‘Smoking-Gun’ Data on North Carolina ACT Scores

Editor’s Note: The following is an excerpt from an article originally published by The James G. Martin Center for Academic Renewal on June 6, 2024. It is crossposted here with permission.

Earlier this year, the UNC Board of Governors approved a new system-wide admissions policy requiring standardized tests only for students whose high school GPAs are less than 2.8. This comes after years of testing waivers that began in 2020 as a response to the COVID-19 pandemic and the limited availability of tests.

The new policy provides an important additional metric for many schools in the UNC System. But it is meaningless at the two most competitive public institutions. I wrote at the time:

[T]he new policy would make the System’s most competitive schools—UNC-Chapel Hill and [NC State]—effectively test optional. This would make it harder for admissions officers to make distinctions between the thousands of students whose GPAs qualify them for admission. At UNC-Chapel Hill, for example, 95 percent of freshmen admitted in fall 2022 had a GPA of 4.0 or higher. None had a GPA of less than 2.99. Admissions officers would be forced to rely on more subjective and less reliable admission criteria such as personal essays and letters of recommendation.
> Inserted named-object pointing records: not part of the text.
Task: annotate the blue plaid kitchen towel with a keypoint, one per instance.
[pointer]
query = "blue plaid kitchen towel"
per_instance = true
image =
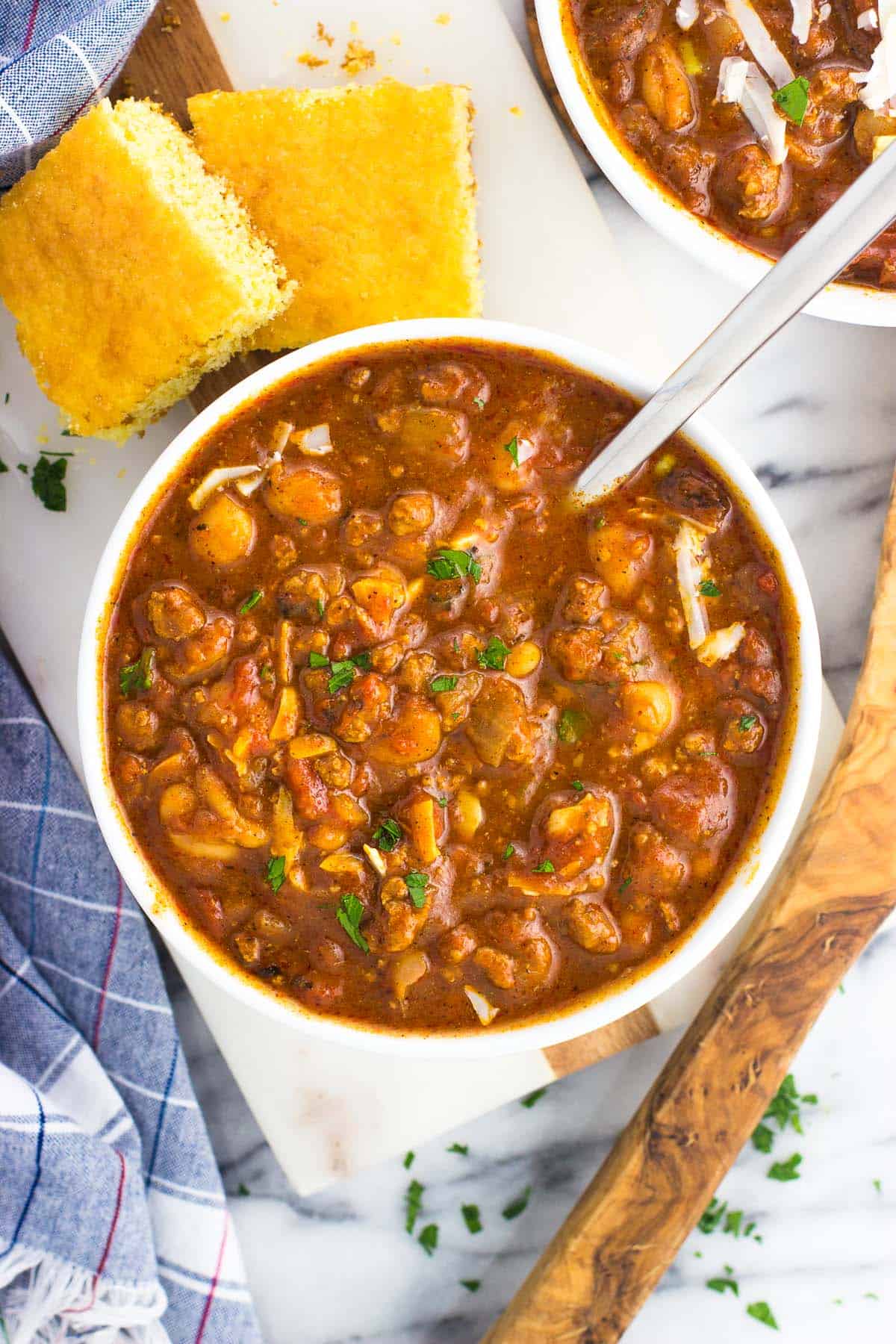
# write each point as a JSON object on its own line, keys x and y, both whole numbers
{"x": 57, "y": 57}
{"x": 113, "y": 1223}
New data confirm that the policy is indeed inadequate.

During the pandemic-era test-optional period, many students who attended public high schools in North Carolina still took the ACT during their junior years, as required by North Carolina law. This set up an interesting natural experiment since the North Carolina Department of Public Instruction collected these ACT scores from high schools and shared them with the UNC System. Therefore, we know the ACT scores of all public university students who applied to UNC-Chapel Hill and NC State during the test-waiver period, regardless of whether they submitted those scores for use in the admissions process.